We were using MongoDB at Microsoft for a while (I left MS almost a year ago). I was developing a real-time metrics system with it. It was very unstable at our target load (500k increments per minute, high percentage of tomorrow's documents preallocated the day before). We only managed maybe 10% of that with MongoDB, IIRC. Sometimes it would choke and not come back until I restarted the cluster (~30 machines total, I believe. 3 replicas * 10 shards).

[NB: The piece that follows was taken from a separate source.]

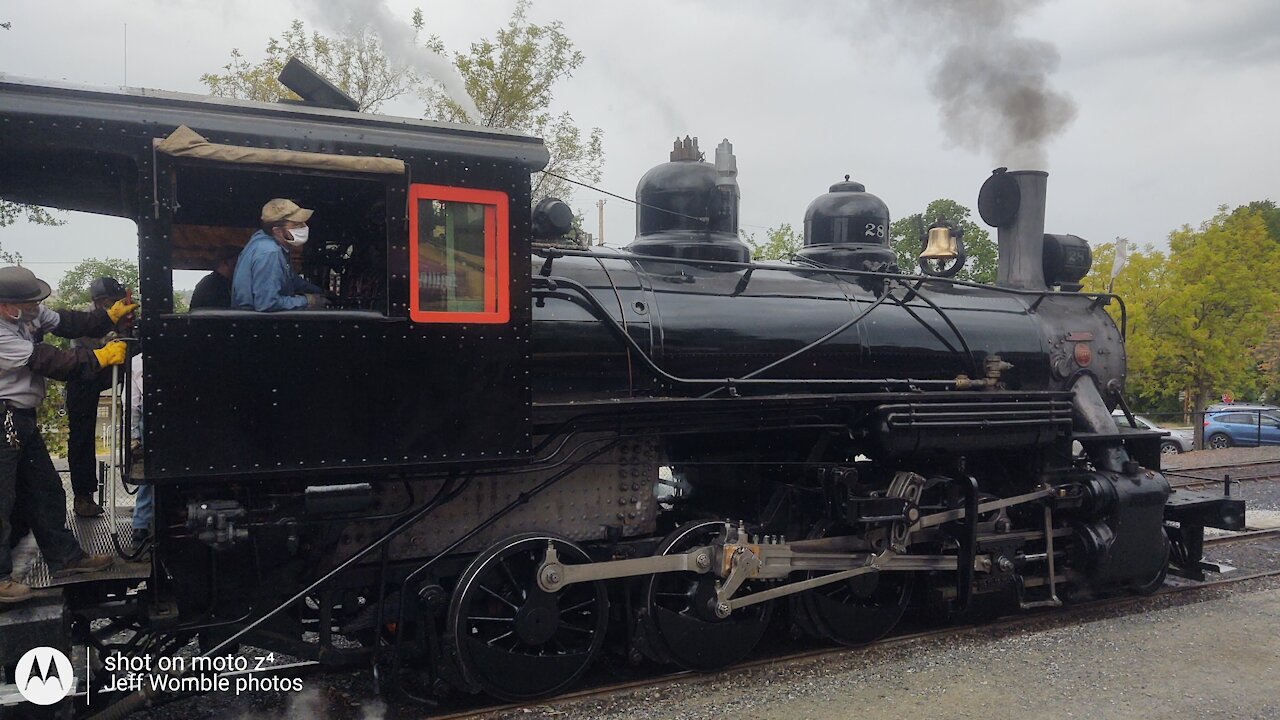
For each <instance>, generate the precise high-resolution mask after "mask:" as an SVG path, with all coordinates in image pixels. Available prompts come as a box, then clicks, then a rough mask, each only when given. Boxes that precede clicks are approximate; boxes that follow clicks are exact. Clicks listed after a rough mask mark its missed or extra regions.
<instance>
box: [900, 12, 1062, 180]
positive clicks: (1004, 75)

We were so sure that MongoDB should be able to handle this scenario, since they talk about it in their documentation. After talking with the MongoDB devs, we came to the conclusion that even though we were issuing increment operations on preallocated documents, MongoDB was:
a) using a global lock on the "local" db used for replication, and
b) "replicating via disk" instead of via the network. In other words, replication requires writing to the journal journal before other members of the replica set have a chance to apply the change and ack back. This results in a loss of concurrency.
The lack of async query support in the C# driver didn't help either.
Eventually we used a replicated, write-back cache which sits atop the framework DocDB uses. Not a fair comparison, but the goal was achieved easily with 1/3rd the hardware. We just backed it onto Azure Table Storage. Our queries were all range queries, which table storage supports.
I can't talk about the framework, unfortunately.